There has been massacre after massacre in this country, and the American public and those that speak on their behalf have collectively decided that their response to such tragedies is a temporary mourning, followed swiftly by a Saturday morning at the gun range.
It’s time to stop fighting America and just agree that no one cares enough to actually change this issue, and to acknowledge that the repeated and “senseless” “tragedies” are an unfortunate but acceptable casualty of your precious “rights”.
If we’re not going to do anything again, I’d just like to make one request: given that we’ve all agreed, if only by our passive acquiescence, not to keep this from happening, can we please quit pretending to care?

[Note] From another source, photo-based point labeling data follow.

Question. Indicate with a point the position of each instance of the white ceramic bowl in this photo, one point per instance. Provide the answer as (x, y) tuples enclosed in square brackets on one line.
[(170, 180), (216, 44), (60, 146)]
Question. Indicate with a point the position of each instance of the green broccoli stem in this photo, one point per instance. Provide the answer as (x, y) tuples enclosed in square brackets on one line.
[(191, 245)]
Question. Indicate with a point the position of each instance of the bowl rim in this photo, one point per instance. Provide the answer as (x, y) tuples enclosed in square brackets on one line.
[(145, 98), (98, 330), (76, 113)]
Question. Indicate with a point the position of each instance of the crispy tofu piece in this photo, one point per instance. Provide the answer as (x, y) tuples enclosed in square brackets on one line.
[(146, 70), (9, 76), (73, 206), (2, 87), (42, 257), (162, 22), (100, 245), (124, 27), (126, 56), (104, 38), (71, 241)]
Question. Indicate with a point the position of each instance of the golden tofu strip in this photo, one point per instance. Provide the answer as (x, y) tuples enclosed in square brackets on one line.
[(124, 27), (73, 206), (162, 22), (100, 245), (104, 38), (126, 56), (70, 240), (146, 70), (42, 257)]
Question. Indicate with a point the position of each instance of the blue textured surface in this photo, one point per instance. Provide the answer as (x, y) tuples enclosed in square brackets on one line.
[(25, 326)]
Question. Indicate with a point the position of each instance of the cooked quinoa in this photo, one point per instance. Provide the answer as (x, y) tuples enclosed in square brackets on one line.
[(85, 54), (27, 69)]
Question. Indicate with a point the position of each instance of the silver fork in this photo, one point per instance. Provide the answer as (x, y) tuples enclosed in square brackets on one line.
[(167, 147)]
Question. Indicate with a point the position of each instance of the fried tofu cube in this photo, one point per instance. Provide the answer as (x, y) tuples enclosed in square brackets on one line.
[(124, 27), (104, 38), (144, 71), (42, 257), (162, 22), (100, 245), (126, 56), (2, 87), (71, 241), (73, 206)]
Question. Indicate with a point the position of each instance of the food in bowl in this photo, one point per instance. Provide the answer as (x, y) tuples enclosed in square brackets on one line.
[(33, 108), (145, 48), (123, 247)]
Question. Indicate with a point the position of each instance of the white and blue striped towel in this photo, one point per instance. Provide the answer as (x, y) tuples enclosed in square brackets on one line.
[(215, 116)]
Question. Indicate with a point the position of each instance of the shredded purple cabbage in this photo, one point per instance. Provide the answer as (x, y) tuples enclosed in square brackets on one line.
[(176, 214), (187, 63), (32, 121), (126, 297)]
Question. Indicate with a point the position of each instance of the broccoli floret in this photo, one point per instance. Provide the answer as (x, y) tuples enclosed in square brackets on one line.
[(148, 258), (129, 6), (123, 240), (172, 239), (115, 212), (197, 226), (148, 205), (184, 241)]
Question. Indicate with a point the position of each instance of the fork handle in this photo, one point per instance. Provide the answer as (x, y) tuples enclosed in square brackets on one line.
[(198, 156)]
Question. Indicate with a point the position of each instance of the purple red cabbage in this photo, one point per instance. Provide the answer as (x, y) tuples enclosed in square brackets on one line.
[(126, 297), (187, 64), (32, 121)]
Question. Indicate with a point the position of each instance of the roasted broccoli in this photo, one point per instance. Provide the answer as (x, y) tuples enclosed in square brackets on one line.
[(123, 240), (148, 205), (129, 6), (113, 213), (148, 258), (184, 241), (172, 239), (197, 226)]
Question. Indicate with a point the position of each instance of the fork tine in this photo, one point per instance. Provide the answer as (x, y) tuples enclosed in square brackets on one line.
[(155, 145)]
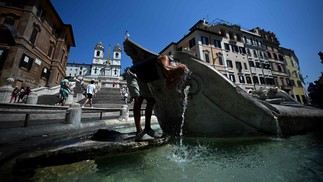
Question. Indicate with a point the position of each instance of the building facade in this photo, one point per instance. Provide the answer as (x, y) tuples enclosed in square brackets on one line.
[(252, 59), (106, 70), (296, 81), (34, 43)]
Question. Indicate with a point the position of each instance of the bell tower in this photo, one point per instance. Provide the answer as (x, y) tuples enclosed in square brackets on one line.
[(116, 61), (98, 53)]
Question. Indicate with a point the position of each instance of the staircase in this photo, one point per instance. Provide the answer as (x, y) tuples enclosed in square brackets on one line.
[(108, 98)]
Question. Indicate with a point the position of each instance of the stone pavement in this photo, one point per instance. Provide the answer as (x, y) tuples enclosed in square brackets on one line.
[(45, 129), (15, 141)]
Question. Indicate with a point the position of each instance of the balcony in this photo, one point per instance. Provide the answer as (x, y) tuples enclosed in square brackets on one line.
[(286, 87)]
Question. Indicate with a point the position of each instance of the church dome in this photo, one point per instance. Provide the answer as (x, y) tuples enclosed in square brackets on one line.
[(117, 48), (99, 45)]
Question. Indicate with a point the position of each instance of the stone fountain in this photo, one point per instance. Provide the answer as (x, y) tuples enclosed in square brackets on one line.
[(217, 107)]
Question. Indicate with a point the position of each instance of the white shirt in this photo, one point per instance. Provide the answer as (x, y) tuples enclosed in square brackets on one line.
[(90, 89)]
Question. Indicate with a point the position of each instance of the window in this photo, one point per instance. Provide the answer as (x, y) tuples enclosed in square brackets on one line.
[(33, 36), (16, 3), (258, 65), (242, 50), (234, 48), (299, 83), (9, 21), (251, 64), (192, 42), (232, 78), (227, 47), (50, 50), (241, 79), (248, 79), (220, 60), (26, 62), (248, 51), (217, 43), (45, 73), (255, 80), (245, 66), (229, 64), (255, 53), (207, 57), (231, 36), (262, 80), (279, 68), (205, 40), (238, 66), (239, 37)]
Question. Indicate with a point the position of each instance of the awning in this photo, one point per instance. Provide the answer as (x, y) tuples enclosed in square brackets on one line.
[(8, 33)]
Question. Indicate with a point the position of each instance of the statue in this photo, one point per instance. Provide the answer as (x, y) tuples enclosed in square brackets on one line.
[(217, 107)]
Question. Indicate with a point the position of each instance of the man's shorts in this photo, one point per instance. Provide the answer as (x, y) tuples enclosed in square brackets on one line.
[(89, 96), (136, 87), (64, 94)]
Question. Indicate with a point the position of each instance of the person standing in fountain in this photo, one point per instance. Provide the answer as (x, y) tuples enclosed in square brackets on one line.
[(90, 91), (64, 91), (138, 76)]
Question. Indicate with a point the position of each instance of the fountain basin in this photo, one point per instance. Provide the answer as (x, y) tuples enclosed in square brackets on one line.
[(217, 107)]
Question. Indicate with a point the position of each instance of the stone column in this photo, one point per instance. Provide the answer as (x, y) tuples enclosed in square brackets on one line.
[(32, 98), (5, 91), (73, 115), (124, 113)]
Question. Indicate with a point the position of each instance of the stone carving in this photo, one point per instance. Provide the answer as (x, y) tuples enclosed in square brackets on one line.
[(217, 107)]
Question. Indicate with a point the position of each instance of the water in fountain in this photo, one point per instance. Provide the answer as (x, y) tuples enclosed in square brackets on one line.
[(298, 158), (279, 135)]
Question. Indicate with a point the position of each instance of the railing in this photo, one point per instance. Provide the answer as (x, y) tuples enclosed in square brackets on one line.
[(73, 113), (75, 118)]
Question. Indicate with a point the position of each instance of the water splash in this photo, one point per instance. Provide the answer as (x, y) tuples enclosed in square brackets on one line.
[(279, 134), (185, 101)]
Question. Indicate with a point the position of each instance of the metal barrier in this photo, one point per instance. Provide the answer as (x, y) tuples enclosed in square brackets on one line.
[(72, 113)]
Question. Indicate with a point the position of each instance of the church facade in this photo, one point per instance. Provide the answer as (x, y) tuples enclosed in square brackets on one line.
[(105, 71)]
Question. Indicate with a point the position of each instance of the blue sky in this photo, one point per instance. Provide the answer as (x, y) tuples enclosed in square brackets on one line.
[(154, 24)]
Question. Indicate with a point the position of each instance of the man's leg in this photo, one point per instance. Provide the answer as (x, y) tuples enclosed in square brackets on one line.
[(148, 112), (136, 113)]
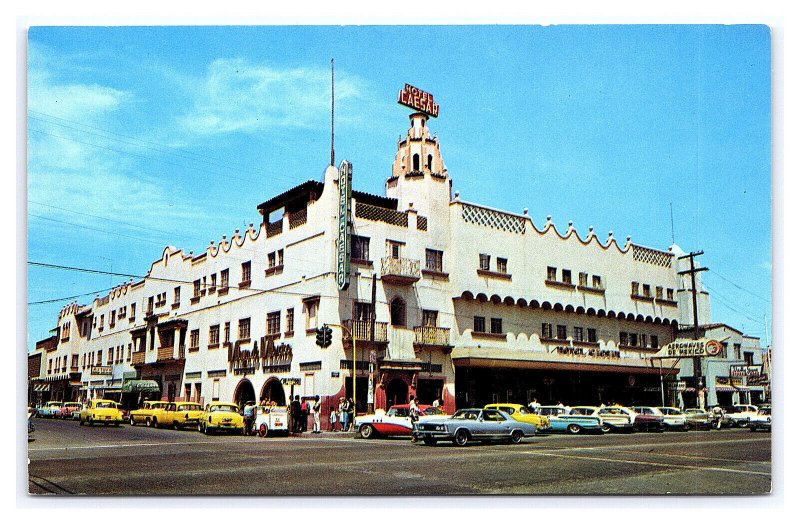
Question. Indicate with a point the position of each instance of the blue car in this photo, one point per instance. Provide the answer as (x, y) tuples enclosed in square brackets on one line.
[(564, 421)]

Let’s just skip the histrionics this time: no pro forma shock, condolence photo ops, somber speeches, flags at half-mast, meaningless noises from liberals about legislation, meaningless counter-noises from the NRA about armed guards in elementary schools. Why bother going through the motions of soul-searching when we know very well there’s nothing to search? If we can’t be brave we might at least be honest: when we see the familiar helicopter shots of ambulances outside a school, the clusters of classmates hugging, the sobbing parents being led away, the makeshift shrines of candles and plush toys, instead of looking stricken or covering our mouths or saying “Oh my God” or “How horrible,” let’s just all look each other in the eye and say: “Shit happens.”